From: Dinakar Guniguntala <dino@in.ibm.com>
To: Paul Jackson <pj@sgi.com>, Simon Derr <Simon.Derr@bull.net>,
Nick Piggin <nickpiggin@yahoo.com.au>,
lkml <linux-kernel@vger.kernel.org>,
lse-tech <lse-tech@lists.sourceforge.net>,
Matthew Dobson <colpatch@us.ibm.com>,
Dipankar Sarma <dipankar@in.ibm.com>,
Andrew Morton <akpm@osdl.org>
Subject: [RFC PATCH] Dynamic sched domains (v0.5)
Date: Mon, 2 May 2005 00:39:47 +0530 [thread overview]
Message-ID: <20050501190947.GA5204@in.ibm.com> (raw)
[-- Attachment #1: Type: text/plain, Size: 2405 bytes --]
Ok, Here is the minimal patchset that I had promised after the
last discussion.
What it does have
o The current patch enhances the meaning of exclusive cpusets by
attaching them (exclusive cpusets) to sched domains
o It does _not_ require any additional cpumask_t variable. It
just parses the cpus_allowed of the parent/sibling/children
cpusets for manipulating sched domains
o All existing operations on non-/exclusive cpusets are preserved as-is.
o The sched code has been modified to bring it upto 2.6.12-rc2-mm3
Usage
o On setting the cpu_exclusive flag of a cpuset X, it creates two
sched domains
a.
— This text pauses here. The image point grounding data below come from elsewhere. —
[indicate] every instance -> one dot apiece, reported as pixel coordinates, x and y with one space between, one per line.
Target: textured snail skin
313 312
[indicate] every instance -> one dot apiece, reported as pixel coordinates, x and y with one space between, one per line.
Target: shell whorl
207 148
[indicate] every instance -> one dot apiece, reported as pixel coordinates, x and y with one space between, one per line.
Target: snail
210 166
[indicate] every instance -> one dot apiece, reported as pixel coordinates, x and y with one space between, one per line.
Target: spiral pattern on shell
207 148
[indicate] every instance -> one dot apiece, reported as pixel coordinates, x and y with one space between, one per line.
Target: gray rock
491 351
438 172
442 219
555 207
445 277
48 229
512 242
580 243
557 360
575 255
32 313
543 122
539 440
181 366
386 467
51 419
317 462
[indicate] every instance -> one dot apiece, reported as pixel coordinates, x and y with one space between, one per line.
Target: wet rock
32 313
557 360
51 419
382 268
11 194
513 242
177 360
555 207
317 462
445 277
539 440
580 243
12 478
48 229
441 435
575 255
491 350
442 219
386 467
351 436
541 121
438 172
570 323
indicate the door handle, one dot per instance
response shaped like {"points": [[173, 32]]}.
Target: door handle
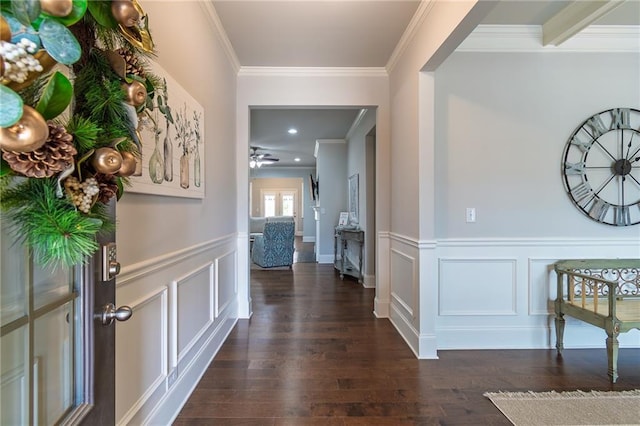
{"points": [[109, 313]]}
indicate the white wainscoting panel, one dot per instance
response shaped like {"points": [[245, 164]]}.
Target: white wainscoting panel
{"points": [[542, 286], [176, 327], [226, 266], [145, 367], [499, 293], [404, 283], [463, 289], [194, 306]]}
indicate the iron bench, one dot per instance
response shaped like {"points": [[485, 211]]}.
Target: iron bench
{"points": [[602, 292]]}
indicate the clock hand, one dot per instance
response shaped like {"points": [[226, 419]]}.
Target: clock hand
{"points": [[629, 150], [599, 144]]}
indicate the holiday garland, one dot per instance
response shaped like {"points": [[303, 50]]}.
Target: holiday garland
{"points": [[74, 82]]}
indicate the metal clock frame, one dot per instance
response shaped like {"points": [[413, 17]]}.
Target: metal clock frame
{"points": [[601, 167]]}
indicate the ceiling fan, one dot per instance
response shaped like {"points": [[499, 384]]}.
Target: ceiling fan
{"points": [[257, 159]]}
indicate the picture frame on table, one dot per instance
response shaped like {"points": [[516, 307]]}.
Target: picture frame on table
{"points": [[354, 198]]}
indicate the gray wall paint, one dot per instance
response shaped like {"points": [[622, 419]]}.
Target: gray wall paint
{"points": [[332, 175], [502, 123], [357, 163]]}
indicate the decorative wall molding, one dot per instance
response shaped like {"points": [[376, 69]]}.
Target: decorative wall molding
{"points": [[138, 270], [539, 242], [369, 281], [223, 301], [404, 289], [160, 296], [409, 33], [214, 19], [183, 281], [176, 315], [460, 276], [528, 38], [410, 241], [541, 295], [312, 72]]}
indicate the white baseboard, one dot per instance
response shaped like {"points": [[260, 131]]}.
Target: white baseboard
{"points": [[169, 407], [325, 258]]}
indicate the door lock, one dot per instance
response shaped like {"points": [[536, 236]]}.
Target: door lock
{"points": [[110, 266], [109, 313]]}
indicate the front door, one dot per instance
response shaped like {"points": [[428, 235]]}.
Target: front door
{"points": [[57, 359]]}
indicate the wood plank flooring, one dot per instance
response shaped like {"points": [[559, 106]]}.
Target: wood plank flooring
{"points": [[314, 354]]}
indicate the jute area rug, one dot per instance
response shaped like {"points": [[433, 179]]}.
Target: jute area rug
{"points": [[569, 408]]}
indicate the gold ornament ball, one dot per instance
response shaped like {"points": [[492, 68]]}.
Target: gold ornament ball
{"points": [[5, 31], [28, 134], [125, 12], [58, 8], [136, 93], [106, 160], [128, 164]]}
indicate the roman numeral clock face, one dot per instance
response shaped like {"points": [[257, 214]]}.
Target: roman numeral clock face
{"points": [[601, 167]]}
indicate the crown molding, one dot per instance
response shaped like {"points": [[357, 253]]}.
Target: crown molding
{"points": [[356, 123], [528, 38], [214, 20], [326, 141], [313, 71], [409, 33]]}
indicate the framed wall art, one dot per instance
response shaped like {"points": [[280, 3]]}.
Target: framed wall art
{"points": [[354, 198], [172, 139]]}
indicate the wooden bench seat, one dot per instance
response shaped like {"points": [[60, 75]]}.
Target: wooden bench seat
{"points": [[602, 292]]}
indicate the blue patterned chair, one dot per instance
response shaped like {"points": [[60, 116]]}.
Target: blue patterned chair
{"points": [[274, 247]]}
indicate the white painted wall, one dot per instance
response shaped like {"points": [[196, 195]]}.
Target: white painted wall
{"points": [[179, 256], [503, 121], [331, 164], [413, 291], [357, 163]]}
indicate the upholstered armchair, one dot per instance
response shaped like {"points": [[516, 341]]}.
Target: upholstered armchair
{"points": [[275, 246]]}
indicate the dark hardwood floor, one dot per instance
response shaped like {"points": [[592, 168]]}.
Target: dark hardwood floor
{"points": [[314, 354]]}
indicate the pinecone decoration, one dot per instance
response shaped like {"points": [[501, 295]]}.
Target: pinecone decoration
{"points": [[132, 65], [108, 187], [51, 158]]}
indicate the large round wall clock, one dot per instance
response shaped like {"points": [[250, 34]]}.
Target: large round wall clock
{"points": [[601, 167]]}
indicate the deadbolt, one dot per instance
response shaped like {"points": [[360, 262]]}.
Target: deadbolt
{"points": [[109, 313], [110, 266]]}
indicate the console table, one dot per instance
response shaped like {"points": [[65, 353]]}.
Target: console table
{"points": [[344, 265]]}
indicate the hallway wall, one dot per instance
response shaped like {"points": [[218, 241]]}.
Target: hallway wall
{"points": [[178, 255], [487, 130], [518, 110]]}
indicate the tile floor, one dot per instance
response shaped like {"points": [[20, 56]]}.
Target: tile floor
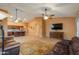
{"points": [[31, 45]]}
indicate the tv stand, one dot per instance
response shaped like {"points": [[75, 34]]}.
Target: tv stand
{"points": [[57, 35]]}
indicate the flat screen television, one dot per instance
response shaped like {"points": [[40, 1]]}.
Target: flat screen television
{"points": [[58, 26]]}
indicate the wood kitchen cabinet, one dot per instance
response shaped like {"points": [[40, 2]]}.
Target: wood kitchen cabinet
{"points": [[57, 35]]}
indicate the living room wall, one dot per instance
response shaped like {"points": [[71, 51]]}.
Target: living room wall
{"points": [[69, 26], [35, 27]]}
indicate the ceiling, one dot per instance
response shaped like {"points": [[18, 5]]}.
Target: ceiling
{"points": [[31, 10]]}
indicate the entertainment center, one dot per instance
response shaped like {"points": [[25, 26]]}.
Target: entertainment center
{"points": [[56, 33]]}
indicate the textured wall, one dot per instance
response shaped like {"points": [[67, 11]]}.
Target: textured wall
{"points": [[69, 26]]}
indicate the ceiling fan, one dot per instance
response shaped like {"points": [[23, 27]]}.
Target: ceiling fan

One, All cpus from X's parent cpuset that dont belong to any
exclusive sibling cpuset of X
b. Two, All cpus in X's cpus_allowed
o On adding/deleting cpus to/from a exclusive cpuset X that has exclusive
children, it creates two sched domains
a. One, All cpus from X's parent cpuset that dont belong to any
exclusive sibling cpuset of X
b. Two, All cpus in X's cpus_allowed, after taking away any cpus that
belong to exclusive child cpusets of X
o On unsetting the cpu_exclusive flag of cpuset X or rmdir X, it creates a
single sched domain, containing all cpus from X' parent cpuset that
dont belong to any exclusive sibling of X and the cpus of X
o It does _not_ modify the cpus_allowed variable of the parent as in the
previous version. It relies on user space to move tasks to proper
cpusets for complete isolation/exclusion
o See function update_cpu_domains for more details
What it does not have
o It is still short on documentation
o Does not have hotplug support as yet
o Supports only x86 as of now
o No thoughts on "memory domains" (Though I am not sure, who
would use such a thing and what exactly are the requirements)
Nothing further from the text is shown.